Leading the grant allocations was Moor View Councillor Lindsay Gilmour with £500. Together, the donations totalled £2,900. It remains unclear whether the grant allocations reflect particular challenges in the councillors' individual wards or whether they were coordinated centrally within a few weeks of each other.
Plymouth City Council's website states that these grants are allocated annually and "help not-for-profit groups and organisations in the city." In local politics, financial contributions to community organisations and causes are routine, with councillors regularly supporting initiatives that align with their political priorities or constituent interests. Councillor Community Grants can be used for a wide range of projects, including facilities for older people, community safety and young people.
However, given that Plymouth City Council provides its own comprehensive waste management services, using community grants to fund additional waste collection raises questions about whether Labour councillors have full confidence in the services they are responsible for delivering.
Financial Influence and Political Independence
The referendum campaign has highlighted broader questions about political financing and influence, with the anti-Mayor campaign now under the spotlight.

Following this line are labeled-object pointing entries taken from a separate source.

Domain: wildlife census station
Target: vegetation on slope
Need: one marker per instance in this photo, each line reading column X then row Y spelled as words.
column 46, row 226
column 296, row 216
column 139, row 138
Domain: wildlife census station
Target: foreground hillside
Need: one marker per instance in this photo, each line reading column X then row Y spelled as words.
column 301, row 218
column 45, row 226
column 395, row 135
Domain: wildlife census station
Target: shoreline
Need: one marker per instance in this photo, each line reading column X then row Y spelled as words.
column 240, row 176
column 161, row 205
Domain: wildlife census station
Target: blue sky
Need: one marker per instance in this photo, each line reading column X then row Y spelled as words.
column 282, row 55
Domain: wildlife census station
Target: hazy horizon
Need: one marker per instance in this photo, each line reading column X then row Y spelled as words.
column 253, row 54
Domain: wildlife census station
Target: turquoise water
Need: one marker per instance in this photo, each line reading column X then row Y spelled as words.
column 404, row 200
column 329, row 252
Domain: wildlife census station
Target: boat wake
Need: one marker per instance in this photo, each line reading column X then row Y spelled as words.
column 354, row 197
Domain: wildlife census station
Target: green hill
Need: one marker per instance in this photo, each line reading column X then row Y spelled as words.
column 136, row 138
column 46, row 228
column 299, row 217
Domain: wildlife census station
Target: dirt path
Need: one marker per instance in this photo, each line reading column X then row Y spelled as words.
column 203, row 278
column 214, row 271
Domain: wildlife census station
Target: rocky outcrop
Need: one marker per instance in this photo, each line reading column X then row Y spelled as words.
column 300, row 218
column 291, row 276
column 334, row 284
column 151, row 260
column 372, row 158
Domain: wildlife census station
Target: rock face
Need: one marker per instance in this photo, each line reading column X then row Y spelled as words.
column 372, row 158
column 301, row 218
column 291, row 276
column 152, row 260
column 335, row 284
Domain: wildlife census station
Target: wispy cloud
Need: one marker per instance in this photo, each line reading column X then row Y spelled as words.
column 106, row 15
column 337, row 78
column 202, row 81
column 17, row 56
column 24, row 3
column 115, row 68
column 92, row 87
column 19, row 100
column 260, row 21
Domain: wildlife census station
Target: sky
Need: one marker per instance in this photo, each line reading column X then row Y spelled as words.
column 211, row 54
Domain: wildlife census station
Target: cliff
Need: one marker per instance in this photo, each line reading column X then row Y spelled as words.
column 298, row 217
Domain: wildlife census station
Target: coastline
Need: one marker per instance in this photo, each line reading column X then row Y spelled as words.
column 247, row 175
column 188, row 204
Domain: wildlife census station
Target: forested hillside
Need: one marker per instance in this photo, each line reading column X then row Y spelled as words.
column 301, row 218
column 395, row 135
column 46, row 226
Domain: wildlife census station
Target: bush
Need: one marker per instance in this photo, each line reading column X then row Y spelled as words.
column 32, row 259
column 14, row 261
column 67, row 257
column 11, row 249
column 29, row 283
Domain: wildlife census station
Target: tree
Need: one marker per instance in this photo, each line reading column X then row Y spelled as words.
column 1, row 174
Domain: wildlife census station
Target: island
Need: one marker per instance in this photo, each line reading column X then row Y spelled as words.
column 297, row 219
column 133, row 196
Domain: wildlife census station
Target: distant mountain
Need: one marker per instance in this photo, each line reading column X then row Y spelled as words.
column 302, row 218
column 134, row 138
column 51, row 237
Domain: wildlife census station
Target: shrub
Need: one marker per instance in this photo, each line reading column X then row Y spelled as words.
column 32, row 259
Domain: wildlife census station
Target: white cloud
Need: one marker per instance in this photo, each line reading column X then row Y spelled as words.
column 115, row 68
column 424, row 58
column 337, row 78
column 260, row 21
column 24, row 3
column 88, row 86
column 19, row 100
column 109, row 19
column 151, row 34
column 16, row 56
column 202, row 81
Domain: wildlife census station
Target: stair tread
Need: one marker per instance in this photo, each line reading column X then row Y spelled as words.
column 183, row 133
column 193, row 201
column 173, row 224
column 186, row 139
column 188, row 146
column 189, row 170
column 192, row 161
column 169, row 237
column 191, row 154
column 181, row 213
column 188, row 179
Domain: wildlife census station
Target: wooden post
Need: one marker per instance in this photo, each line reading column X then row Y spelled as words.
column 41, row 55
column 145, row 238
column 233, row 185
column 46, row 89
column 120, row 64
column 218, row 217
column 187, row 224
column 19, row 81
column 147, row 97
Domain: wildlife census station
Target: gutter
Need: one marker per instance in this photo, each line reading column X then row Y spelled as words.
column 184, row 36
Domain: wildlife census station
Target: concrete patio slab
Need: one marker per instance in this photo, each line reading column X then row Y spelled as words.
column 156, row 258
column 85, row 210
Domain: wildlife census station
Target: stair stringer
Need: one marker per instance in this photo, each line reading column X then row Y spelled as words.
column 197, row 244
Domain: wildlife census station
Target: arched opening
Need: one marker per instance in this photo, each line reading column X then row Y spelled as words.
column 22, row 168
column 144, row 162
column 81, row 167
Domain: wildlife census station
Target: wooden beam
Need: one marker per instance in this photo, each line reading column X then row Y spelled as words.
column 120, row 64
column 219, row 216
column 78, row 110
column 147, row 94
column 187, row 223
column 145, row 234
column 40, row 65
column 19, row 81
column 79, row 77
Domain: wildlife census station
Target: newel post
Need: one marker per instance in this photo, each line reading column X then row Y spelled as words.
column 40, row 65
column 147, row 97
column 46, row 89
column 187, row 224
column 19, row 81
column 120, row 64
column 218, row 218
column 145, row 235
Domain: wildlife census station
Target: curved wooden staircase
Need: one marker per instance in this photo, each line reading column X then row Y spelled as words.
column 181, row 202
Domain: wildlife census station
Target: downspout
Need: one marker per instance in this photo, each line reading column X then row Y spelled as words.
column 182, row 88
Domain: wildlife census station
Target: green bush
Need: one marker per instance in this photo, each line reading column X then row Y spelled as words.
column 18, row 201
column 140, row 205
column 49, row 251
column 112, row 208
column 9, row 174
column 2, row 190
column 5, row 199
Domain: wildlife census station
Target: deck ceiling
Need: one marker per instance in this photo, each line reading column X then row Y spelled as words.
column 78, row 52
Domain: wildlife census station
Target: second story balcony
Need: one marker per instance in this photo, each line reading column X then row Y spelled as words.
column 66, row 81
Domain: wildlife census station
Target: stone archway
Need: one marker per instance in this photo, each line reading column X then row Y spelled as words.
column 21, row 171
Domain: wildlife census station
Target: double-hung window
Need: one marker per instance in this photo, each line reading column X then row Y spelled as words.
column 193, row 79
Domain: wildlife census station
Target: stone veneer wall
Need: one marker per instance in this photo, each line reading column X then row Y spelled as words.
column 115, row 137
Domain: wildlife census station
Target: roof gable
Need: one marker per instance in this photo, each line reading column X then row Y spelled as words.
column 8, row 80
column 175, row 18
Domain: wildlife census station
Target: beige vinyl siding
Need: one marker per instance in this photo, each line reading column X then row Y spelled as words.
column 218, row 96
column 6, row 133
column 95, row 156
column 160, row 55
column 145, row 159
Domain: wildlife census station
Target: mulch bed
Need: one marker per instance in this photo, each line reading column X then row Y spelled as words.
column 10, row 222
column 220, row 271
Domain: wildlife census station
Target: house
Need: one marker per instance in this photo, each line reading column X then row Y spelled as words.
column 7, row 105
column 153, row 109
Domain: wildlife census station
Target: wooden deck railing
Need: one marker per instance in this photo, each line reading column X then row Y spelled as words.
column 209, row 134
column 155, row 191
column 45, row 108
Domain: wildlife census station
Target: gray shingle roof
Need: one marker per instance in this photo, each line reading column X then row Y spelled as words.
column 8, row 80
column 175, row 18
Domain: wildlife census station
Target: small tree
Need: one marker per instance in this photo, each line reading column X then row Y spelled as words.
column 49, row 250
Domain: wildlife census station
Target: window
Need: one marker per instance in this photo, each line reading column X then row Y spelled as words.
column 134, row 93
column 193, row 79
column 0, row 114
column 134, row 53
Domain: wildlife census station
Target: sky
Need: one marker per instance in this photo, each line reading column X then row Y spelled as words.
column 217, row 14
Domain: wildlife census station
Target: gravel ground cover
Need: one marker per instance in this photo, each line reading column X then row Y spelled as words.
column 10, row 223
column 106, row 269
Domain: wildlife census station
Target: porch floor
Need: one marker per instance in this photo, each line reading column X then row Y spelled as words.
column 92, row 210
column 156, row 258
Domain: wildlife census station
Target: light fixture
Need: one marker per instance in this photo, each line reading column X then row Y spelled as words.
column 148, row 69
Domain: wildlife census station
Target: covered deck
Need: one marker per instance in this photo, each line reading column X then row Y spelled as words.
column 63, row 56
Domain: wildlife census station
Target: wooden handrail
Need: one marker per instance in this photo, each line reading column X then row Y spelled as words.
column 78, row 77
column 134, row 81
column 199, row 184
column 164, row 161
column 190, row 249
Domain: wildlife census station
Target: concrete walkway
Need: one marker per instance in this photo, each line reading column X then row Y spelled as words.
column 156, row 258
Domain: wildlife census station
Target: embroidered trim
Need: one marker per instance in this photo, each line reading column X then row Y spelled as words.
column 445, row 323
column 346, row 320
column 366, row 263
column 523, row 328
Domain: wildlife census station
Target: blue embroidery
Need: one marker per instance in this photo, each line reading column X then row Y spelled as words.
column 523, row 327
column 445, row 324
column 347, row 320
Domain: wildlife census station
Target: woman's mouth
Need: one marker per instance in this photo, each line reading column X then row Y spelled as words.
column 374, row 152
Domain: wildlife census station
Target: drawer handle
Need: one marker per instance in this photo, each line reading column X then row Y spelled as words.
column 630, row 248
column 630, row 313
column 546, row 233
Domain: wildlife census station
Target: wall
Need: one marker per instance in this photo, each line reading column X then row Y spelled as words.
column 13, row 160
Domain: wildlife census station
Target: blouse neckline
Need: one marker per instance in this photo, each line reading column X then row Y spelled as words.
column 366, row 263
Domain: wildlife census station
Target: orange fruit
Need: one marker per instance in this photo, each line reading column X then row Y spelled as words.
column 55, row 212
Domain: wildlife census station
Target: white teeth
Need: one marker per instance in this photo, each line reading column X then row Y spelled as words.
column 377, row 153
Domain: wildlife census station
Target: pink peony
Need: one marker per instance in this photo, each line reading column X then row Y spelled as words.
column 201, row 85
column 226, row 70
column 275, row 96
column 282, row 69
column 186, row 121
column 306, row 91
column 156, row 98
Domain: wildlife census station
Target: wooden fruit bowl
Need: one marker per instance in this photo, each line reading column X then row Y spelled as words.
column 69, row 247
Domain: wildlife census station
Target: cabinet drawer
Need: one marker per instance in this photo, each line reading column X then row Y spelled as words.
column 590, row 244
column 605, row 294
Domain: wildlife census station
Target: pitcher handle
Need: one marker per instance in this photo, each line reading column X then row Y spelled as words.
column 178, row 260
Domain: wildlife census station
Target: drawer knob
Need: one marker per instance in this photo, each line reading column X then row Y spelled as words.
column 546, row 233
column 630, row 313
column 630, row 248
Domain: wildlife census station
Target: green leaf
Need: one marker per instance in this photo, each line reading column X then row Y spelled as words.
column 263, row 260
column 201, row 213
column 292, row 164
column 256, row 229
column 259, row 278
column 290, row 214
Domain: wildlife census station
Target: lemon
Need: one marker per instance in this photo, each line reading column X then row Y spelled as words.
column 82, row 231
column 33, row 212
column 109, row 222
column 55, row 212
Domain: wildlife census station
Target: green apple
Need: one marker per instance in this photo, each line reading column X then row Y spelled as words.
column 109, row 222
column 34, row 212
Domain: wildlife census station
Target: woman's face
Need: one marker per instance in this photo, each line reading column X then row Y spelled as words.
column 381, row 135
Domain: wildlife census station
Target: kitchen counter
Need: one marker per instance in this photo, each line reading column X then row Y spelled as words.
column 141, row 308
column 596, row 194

When financial support precedes significant political endorsements or campaign positions, it naturally invites scrutiny about the relationship between the two. The timing of such contributions - particularly those occurring shortly before major political announcements - can raise questions about whether endorsements reflect genuine independent conviction or other considerations.
Regardless of the specific circumstances, Councillor Community Grants are ultimately funded by taxpayers, and clear separation between financial support and political independence remains essential for maintaining public confidence in local government.
The choice facing Plymouth on Thursday 17th July
As the campaigns intensify, the choice on how Plymouth is governed is becoming clearer. The ballot will determine whether Plymouth adopts a directly elected mayor system, giving residents the power to choose their leader, or maintains the current arrangement where the leader is selected by councillors.
Plymouth Labour, through their 'Plymouth Knows Better' campaign, opposes the change, advocating for the continuation of the existing system where the city's leader is chosen by a small group of councillors in closed-door meetings. This process has seen Labour's Tudor Evans lead the city for five terms over the past 26 years.
Supporters of a directly elected mayor argue that Evans's extended leadership period has coincided with significant challenges for Plymouth, including economic stagnation, persistent intergenerational poverty, and controversial decisions such as the removal of mature trees along Armada Way that had formed part of the city centre's urban canopy.
Proponents of directly elected leadership contend that Plymouth residents deserve both the right to select their leader and the power to hold them accountable through regular elections. They argue that without this fundamental democratic reform, Plymouth risks perpetuating the same governance model that has overseen the city's current difficulties.
The Democratic Imperative
As Plymouth prepares for this historic vote, the fundamental question remains:
Should residents have the direct power to choose and remove their city's leader?
or
Should this decision continue to rest with a small group of elected councillors?